Humeur

Les DSI n’ont pas signé pour devenir psychologues de l’IA

Entre injonctions contradictoires, promesses démesurées et pression permanente, l’IA transforme le rôle des DSI bien au-delà de la technique. Sommés de rassurer, d’arbitrer et de traduire les fantasmes en réalité opérationnelle, ils sont devenus les médiateurs d’une révolution aussi bruyante qu’imparfaite.

Publié et mis à jour le 5 février 20262 min de lecture
Les DSI n’ont pas signé pour devenir psychologues de l’IA

À en croire certaines présentations commerciales, l’intelligence artificielle serait devenue une sorte de collègue idéal : elle code, elle rédige, elle prédit, elle optimise, elle ne se plaint jamais et ne demande ni RTT ni augmentation. Dans la vraie vie des entreprises, en revanche, quelqu’un doit expliquer pourquoi elle se trompe, pourquoi elle coûte cher, pourquoi elle n’est pas magique et pourquoi elle ne remplacera pas tout le monde avant mardi prochain. Et ce quelqu’un, c’est souvent le DSI.

Car le métier a discrètement changé. Autrefois, il fallait gérer des serveurs, des budgets et des projets. Aujourd’hui, il faut aussi gérer des émotions. Celles des directions métiers qui veulent « leur IA » comme on voulait hier « son appli », celles des COMEX qui oscillent entre fascination et panique, celles des équipes qui craignent pour leurs compétences ou qui rêvent d’un copilote miracle. Le DSI est devenu le traducteur officiel entre les promesses marketing et la réalité technique. Parfois même le médiateur conjugal entre l’enthousiasme et le bon sens.
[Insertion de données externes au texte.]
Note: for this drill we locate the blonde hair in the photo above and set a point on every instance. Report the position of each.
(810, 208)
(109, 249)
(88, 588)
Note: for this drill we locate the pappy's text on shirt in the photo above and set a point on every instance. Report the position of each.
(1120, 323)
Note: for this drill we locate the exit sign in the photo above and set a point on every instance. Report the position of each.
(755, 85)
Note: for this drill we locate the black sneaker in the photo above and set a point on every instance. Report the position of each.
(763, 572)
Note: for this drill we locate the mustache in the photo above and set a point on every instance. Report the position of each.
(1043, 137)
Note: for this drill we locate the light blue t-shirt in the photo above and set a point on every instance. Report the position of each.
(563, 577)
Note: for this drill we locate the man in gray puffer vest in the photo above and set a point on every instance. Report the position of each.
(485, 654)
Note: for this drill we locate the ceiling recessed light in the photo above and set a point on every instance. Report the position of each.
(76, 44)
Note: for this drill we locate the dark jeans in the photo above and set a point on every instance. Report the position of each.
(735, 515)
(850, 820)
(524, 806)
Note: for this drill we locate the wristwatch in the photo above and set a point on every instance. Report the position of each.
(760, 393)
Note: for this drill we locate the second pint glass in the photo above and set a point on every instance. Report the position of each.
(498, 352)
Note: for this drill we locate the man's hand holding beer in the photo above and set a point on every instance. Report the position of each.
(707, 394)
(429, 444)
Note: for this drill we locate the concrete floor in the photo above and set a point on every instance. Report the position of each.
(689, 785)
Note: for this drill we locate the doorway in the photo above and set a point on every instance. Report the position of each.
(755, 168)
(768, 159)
Dans les comités de direction, l’IA est souvent présentée comme une évidence stratégique. On parle d’accélération, de compétitivité, de transformation. Très bien. Mais quand il faut entrer dans le détail (données disponibles, sécurité, coûts, conformité, qualité des résultats, etc. l’enthousiasme se transforme vite en regard inquiet. « On ne peut pas juste brancher ChatGPT sur l’ERP ? » Non. « On ne peut pas déployer ça en trois mois ? » Pas sans casser quelque chose. « Mais chez le concurrent, ça marche… » Peut-être. Ou peut-être pas.

Le plus ironique, c’est que plus l’IA progresse, plus le rôle humain du DSI devient central. Il faut rassurer, recadrer, expliquer, parfois décevoir. Il faut dire non aux projets gadgets, temporiser les calendriers irréalistes, rappeler que la donnée n’est pas propre par magie et que la gouvernance ne se génère pas par prompt. Il faut aussi absorber la pression inverse : celle de la peur, des fantasmes de remplacement, des inquiétudes juridiques et éthiques. Bref, faire de la gestion du changement… en continu.

Et pendant ce temps, l’infrastructure, elle, ne disparaît pas. Les coûts cloud explosent, la sécurité devient plus complexe, les exigences réglementaires se durcissent. L’IA ne simplifie pas la vie des DSI, elle la rend plus politique, plus stratégique, plus exposée. Ce n’est plus seulement une affaire de systèmes, c’est une affaire de croyances, d’arbitrages et de responsabilité.

Les DSI n’ont jamais signé pour devenir psychologues. Mais dans l’entreprise dopée à l’IA, ils sont devenus les seuls capables de faire redescendre la pression sans casser l’élan. Ce n’est peut-être pas dans la fiche de poste. Mais c’est désormais au cœur du métier.